Both my parents loved jazz. They told me about going to see Art Tatum play in Cleveland, and as I grew up, I listened to a wide variety of music, including music from other countries in the world and more experimental electronic music and John Cage. I learned to play classical piano as a child, but in my teen years, when my parents decided to hire a jazz pianist to teach me, I had much trouble handling the new language. It was easier to learn to read charts and improv with pop music.
My listening, though, generally leaned towards the more progressive side of music, which included more chance and improvisation. This was the reason I decided many years later to do my first film on this music, not as a dry historical film, but rather one that lets the musicians tell their story, and emphasize those personalities as integral to the creative process. They think it is important to emotionally connected to one’s creative work and perhaps do the same for one’s audiences.

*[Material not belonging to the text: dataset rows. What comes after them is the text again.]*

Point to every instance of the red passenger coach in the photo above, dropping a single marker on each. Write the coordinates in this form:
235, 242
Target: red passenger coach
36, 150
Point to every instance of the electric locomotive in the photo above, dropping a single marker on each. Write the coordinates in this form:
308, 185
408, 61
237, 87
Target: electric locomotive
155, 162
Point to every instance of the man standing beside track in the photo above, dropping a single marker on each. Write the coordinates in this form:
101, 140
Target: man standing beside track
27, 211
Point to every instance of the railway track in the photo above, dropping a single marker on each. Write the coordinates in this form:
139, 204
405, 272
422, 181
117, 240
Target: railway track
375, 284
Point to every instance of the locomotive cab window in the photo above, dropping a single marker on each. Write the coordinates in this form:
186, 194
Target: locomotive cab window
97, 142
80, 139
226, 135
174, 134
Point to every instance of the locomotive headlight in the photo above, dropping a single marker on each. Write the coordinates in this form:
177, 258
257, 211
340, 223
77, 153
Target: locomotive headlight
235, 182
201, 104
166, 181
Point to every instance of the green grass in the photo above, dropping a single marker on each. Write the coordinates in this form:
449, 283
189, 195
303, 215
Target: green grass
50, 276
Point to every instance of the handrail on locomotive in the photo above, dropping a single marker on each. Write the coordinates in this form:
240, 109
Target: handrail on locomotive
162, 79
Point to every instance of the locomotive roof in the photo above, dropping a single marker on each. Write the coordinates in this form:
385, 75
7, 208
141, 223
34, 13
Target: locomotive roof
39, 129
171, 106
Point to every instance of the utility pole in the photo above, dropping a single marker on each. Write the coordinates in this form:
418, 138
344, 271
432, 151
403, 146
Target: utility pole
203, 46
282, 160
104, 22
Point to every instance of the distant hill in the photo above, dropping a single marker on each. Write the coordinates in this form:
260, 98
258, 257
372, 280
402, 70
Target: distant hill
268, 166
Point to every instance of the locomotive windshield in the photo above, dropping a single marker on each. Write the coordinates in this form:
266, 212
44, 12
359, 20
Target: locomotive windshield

Like many other lovers of this music, I find the music inspirational and transportive, but also challenging. To quote the late Marion Brown from my first film, “ya got to make them think!” Films should engage the audience, involve them actively, challenge them, and hopefully give them reason to walk out of the theater with questions and the urge to learn more. For that reason, my films are not a clear ABC of explanation, but rather a quilt of information that I try to sew together lyrically with its own thrust forward in time.
I sincerely hope that these two films will become part of the repertory of films that give props to the musicians and new African-American musical traditions that emerged from this period in New York City in 1964, which also sprung up in Chicago, St. Louis and so many other places. I think they had more of an impact on music that they have ever been given credit for.
Beyond this Library of Congress premier when and where will this film be available for viewing?
The Breath Courses Through Us is just beginning to be seen around the world. It will continue to be seen in film festivals, and more alternative spaces. I hope it could be included in jazz and music festivals as well. Eventually, it will be available for the public as a DVD or download.
The New York City premiere is scheduled for April, and that should be an important event with the musicians present. The loss of John Tchicai 15 months ago, and now Amiri Baraka were very difficult to take. I am happy to say that Tchicai saw a rough cut of the film, and Baraka had seen the final version. We are losing many in that generation, but I felt good that this film can allow them to continue to speak and perform for the world.